I want to also mention that as well as speaking to a lot of stakeholders about this issue I've had the opportunity to work with some really good people in our own ranks to come up with the original private member's bill that the member for Gellibrand and I tabled. I particularly want to record my appreciation to Stephanie Watkins, who was in my office at the time, and to Lara Freidin, who was in Tim Watts's office at the time. They can both be really proud of the work they've done to deal with this issue. They are both young women themselves and really have done so much to advance the cause of standing up against abuse of women in this country through their work here, and it's really an enduring legacy. I know we all have a lot of staff who work very hard, and I think sometimes we could do a bit more to acknowledge the work that they all do and the contributions they all make to changing the way this country works. I see that some of the minister's staff are here as well, and I'd like to express my appreciation to everyone who's worked on this bill and on the amendments we moved during the consideration-in-detail stage.

This bill is something that has been a long time coming. For those who have been victims of what we now call image based abuse, I hope it brings them some comfort to know that their public advocacy, in some cases, has not been for nothing and that this bill will go at least some way to preventing what has happened to them happening to other people. There have been some really famous cases of sex tapes being leaked. There have been some really famous cases of women standing up in respect of ongoing abuse and harassment from former and current partners. Those cases have been appearing in the media for many years.

This is an opportunity for us as a nation to stand up together in a bipartisan way and say: 'This sort of abuse is not on. It's wrong to use peoples' most-intimate moments, most-trusting moments as a weapon against them.' If a photo or a video like this exists, it's because someone has trusted someone else so much. For that abuse of trust to occur as a means of, for example, seeking to control someone or seeking to cause them harm because you're angry at them, it's particularly egregious and it deserves its own specific criminal offence. Obviously, we have the carriage service criminal offence.
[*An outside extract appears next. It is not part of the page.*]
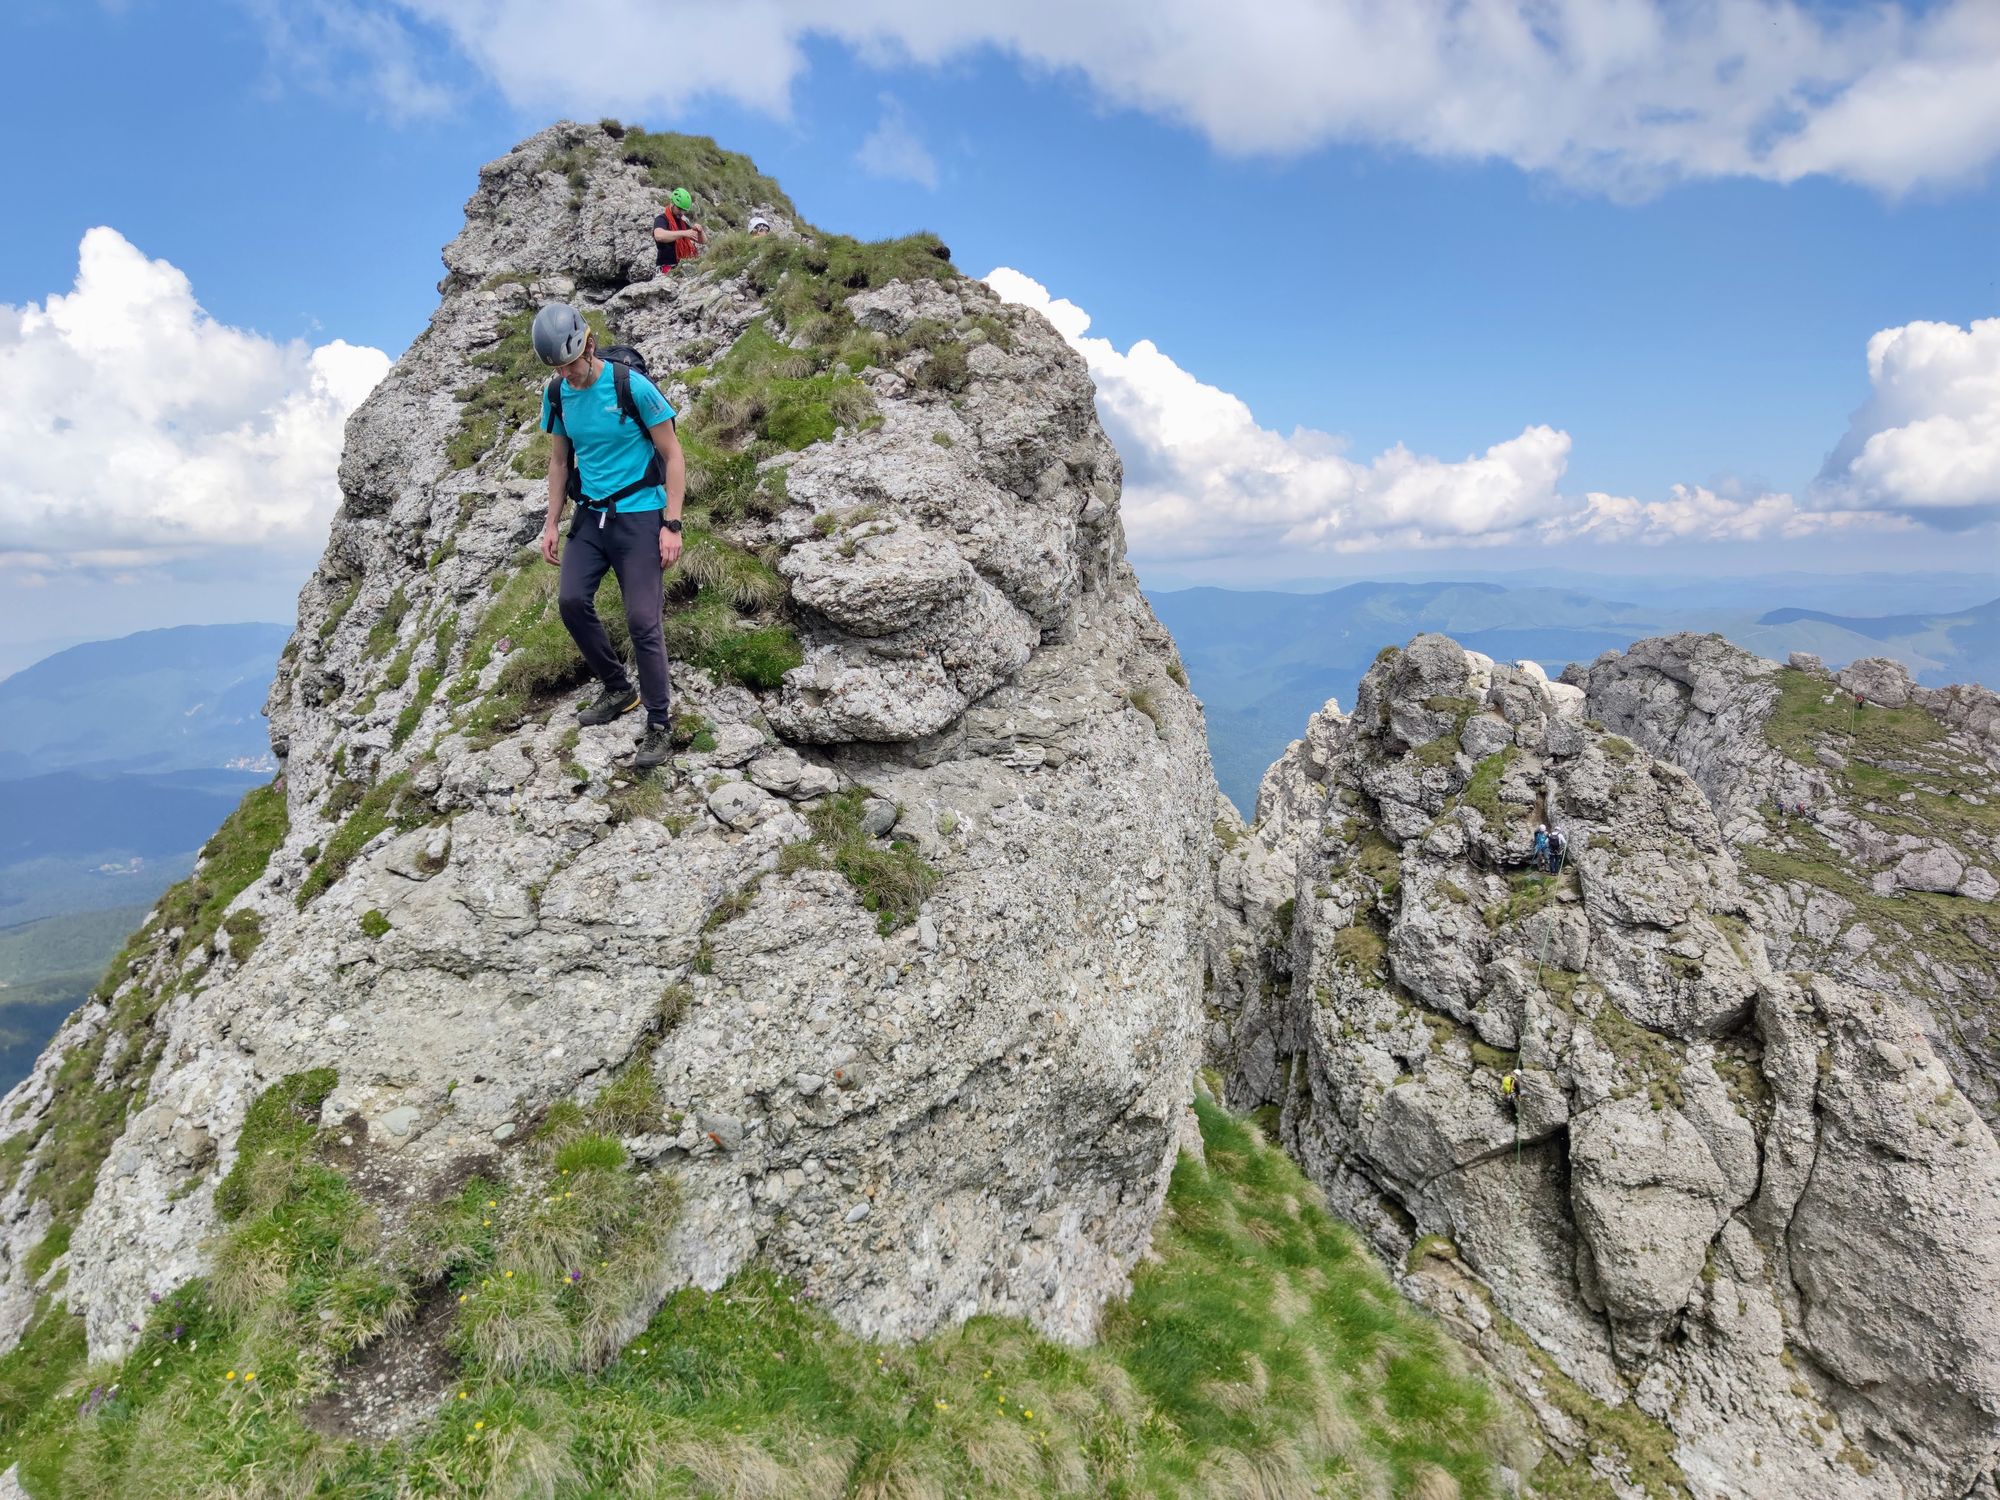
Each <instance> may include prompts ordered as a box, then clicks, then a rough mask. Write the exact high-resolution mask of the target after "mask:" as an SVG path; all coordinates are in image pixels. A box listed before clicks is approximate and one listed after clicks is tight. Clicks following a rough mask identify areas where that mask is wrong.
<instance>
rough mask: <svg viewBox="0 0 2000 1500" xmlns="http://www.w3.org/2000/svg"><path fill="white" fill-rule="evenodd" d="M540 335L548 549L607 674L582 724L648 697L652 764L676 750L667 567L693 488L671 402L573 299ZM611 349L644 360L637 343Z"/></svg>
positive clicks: (594, 668)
That's important. Some of the submissions in the Senate inquiry into our private member's bill noted that that wouldn't necessarily cover the full range of situations that a specific offence could cover. But the other important thing about a specific offence, of course, is not just the tools that it equips the police with but the message it communicates about what this parliament believes should be a criminal offence. I'm very grateful to everyone who's worked on this bill. I commend the bill to the House, and I certainly look forward to its passage.